The standard medical treatments for prostate cancer are a procedure called radical prostatectomy, the surgical removal of the prostate gland, and external or internal targeted radiation of the prostate. While both the removal of the prostate and the irradiation of the gland can generally be effective in treating the cancer, there can be disturbing consequences. Both can leave the patient impotent (which occurs in up to half of patients) or incontinent (10 percent of patients). While improvements in the procedures have reduced the incidence of side effects, they have not been eliminated.
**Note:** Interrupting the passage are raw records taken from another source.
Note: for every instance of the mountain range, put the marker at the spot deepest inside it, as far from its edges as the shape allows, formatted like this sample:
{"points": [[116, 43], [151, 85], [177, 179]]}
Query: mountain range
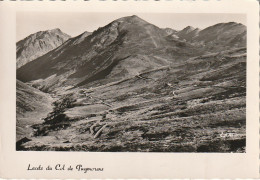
{"points": [[149, 88], [38, 44]]}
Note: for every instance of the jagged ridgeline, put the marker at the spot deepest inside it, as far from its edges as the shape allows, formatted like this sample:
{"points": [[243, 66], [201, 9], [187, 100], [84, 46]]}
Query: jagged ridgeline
{"points": [[132, 86]]}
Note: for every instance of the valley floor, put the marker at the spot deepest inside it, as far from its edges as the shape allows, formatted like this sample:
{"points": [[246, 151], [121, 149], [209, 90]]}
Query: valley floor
{"points": [[194, 106]]}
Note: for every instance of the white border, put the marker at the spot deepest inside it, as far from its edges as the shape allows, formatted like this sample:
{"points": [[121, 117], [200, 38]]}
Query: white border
{"points": [[127, 165]]}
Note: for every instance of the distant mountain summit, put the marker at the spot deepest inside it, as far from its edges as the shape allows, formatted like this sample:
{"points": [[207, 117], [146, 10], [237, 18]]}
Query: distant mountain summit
{"points": [[219, 36], [38, 44], [188, 33], [125, 48], [122, 48]]}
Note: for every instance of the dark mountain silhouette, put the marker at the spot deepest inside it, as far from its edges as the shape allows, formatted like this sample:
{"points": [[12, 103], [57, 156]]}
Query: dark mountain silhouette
{"points": [[117, 49], [217, 37], [132, 86], [38, 44]]}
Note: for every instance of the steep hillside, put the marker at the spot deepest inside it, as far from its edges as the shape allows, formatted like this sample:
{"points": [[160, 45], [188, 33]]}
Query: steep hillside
{"points": [[117, 48], [38, 44], [31, 106], [197, 106], [189, 33]]}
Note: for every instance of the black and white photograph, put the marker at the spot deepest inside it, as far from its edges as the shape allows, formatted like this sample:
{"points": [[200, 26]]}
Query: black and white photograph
{"points": [[121, 82]]}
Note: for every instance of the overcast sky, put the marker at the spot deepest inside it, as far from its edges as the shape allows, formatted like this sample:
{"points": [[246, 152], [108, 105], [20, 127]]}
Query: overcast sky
{"points": [[76, 23]]}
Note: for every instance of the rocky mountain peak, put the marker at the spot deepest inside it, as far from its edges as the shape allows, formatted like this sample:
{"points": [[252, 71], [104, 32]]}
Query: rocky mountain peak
{"points": [[38, 44]]}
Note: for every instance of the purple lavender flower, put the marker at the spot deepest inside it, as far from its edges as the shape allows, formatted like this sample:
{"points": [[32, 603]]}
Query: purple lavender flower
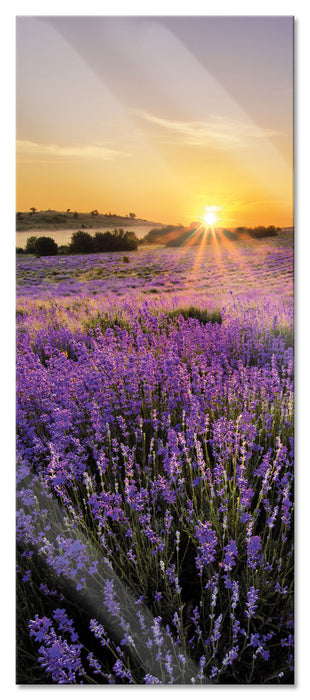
{"points": [[254, 546], [251, 603], [207, 545]]}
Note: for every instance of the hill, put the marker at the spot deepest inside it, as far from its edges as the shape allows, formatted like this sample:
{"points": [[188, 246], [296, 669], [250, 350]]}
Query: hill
{"points": [[56, 220]]}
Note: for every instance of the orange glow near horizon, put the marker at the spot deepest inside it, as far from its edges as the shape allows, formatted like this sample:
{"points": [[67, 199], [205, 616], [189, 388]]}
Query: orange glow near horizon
{"points": [[116, 125]]}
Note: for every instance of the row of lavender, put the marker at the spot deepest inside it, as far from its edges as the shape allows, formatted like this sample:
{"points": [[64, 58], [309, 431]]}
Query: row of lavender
{"points": [[155, 491]]}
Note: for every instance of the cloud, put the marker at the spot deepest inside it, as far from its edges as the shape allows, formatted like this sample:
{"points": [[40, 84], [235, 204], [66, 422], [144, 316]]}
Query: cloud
{"points": [[31, 150], [218, 132]]}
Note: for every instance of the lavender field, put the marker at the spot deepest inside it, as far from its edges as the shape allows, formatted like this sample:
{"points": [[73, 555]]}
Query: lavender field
{"points": [[155, 466]]}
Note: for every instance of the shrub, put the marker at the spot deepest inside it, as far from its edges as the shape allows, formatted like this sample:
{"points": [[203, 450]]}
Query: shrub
{"points": [[31, 245], [202, 315], [45, 245], [81, 242]]}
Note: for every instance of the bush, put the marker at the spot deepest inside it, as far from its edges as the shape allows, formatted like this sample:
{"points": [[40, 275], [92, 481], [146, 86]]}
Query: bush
{"points": [[44, 245], [31, 245], [81, 242], [202, 315]]}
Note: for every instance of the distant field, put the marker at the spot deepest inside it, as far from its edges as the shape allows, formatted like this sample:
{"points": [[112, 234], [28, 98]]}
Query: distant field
{"points": [[256, 267]]}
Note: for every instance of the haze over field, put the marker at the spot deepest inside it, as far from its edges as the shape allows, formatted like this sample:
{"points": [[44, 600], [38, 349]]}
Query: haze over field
{"points": [[163, 116]]}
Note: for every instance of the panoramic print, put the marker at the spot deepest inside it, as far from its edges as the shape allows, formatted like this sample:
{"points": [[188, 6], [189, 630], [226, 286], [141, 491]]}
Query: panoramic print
{"points": [[154, 350]]}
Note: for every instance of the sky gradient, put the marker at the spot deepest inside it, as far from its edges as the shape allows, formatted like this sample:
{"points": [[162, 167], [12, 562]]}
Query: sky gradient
{"points": [[163, 116]]}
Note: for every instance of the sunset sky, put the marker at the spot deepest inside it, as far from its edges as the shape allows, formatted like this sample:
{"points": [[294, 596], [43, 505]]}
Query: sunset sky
{"points": [[162, 116]]}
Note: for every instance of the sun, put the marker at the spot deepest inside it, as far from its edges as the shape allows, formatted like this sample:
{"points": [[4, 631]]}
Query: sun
{"points": [[210, 217]]}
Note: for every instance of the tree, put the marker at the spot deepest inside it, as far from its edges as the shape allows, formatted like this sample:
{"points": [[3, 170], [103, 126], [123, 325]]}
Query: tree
{"points": [[45, 245], [81, 242]]}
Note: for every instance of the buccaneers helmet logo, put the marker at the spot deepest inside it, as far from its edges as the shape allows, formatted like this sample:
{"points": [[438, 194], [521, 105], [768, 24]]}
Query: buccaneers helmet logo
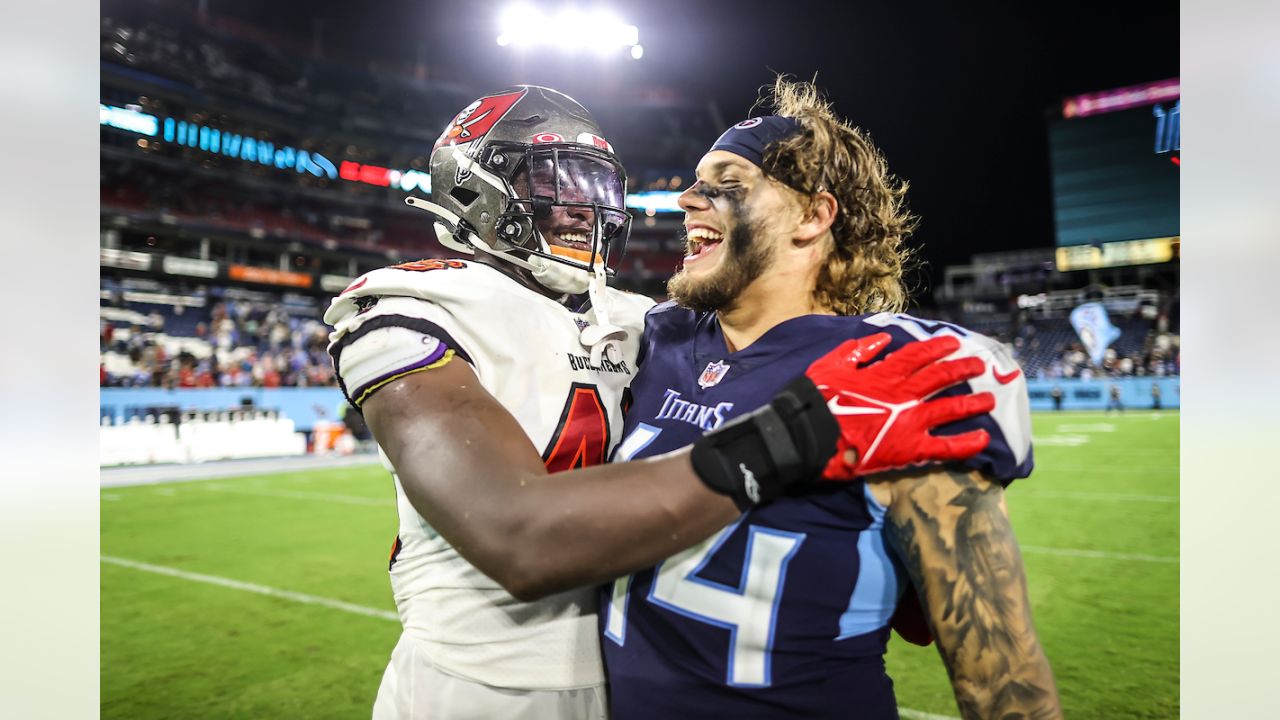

But here’s the interesting thing. In the majority of prostate cancer cases, the cancer is slow-growing. If left untreated, most “slow-growing” patients are likely to die from something other than prostate cancer. In fact, a respected study indicated that, in these slow-growth cases, doing nothing statistically yielded roughly the same life expectancy as removing the prostate. The obvious implication is that regular monitoring of the cancer, or “watchful waiting,” is as effective as invasive surgery or radiation. (Watchful waiting is not an option for the 10-15 percent of patients who have an aggressive cancer; in those cases, active treatments are necessary.) The number of patients opting for watchful waiting has skyrocketed in recent years, from 7 percent of patients in the 1990s and early 2000s, to 40 percent since 2010, and among men 75 years and older, that number is over 75 percent. "One of the arguments against screening is that we are over-detecting and over-treating prostate cancer, and because we are over-treating men who don't need treatment, we are doing more harm than good. By reducing the rates of overtreatment, we are likely increasing the benefit of screening," David Penson, of the Vanderbilt University Medical Center in Nashville, Tennessee told the Prostate Cancer Foundation.
5. Some doctors don’t think it should even be called cancer.
Because the word cancer can cause such panic in patients (a study in Sweden found that the suicide rate among patients given the cancer diagnosis was six times higher than the rest of the population), some doctors believe slow-growing prostate cancer should not be labeled as such. For them, the preferred label is prostatic epithelial neoplasia (or PEN). Prostate cancer, they believe, should be confined only to prostate lesions or tumors that are likely to lead to the aggressive form of the disease.
6. There are ways that may help minimize the chance of getting prostate cancer.
Studies at Harvard’s School of Public Health have identified lifestyle changes that can minimize the risk of developing the aggressive form of prostate cancer. Unsurprisingly, they are many of the same things that keep diabetes, heart disease, strokes and many other diseases at bay: Quit smoking. Exercise. Eat a healthy diet. And in that diet, make sure you include two things: tomato sauce and coffee. Men who consumed at least two servings of tomato sauce a week were 20 percent less likely to develop prostate cancer and 35 percent less likely to die from it (even if they got the disease, they were more likely to have the slow-growing form). For coffee drinkers, men who drank 6 or more cups a day were 20 percent less likely to develop the disease, and if they did, 60 percent less likely to die from it. Even men who drank just 1 to 3 cups a day gained benefit. Though the lower amount of coffee gained them no benefit in the risk of getting the disease vs. non-coffee drinkers, the coffee drinkers were 30 percent less likely to die from it.
7. Have sex and masturbate.
Studies have been mixed, but there have been some indications that frequent ejaculations help minimize the risk of getting prostate cancer. But whatever. It can’t hurt, and it’s fun. Get to it.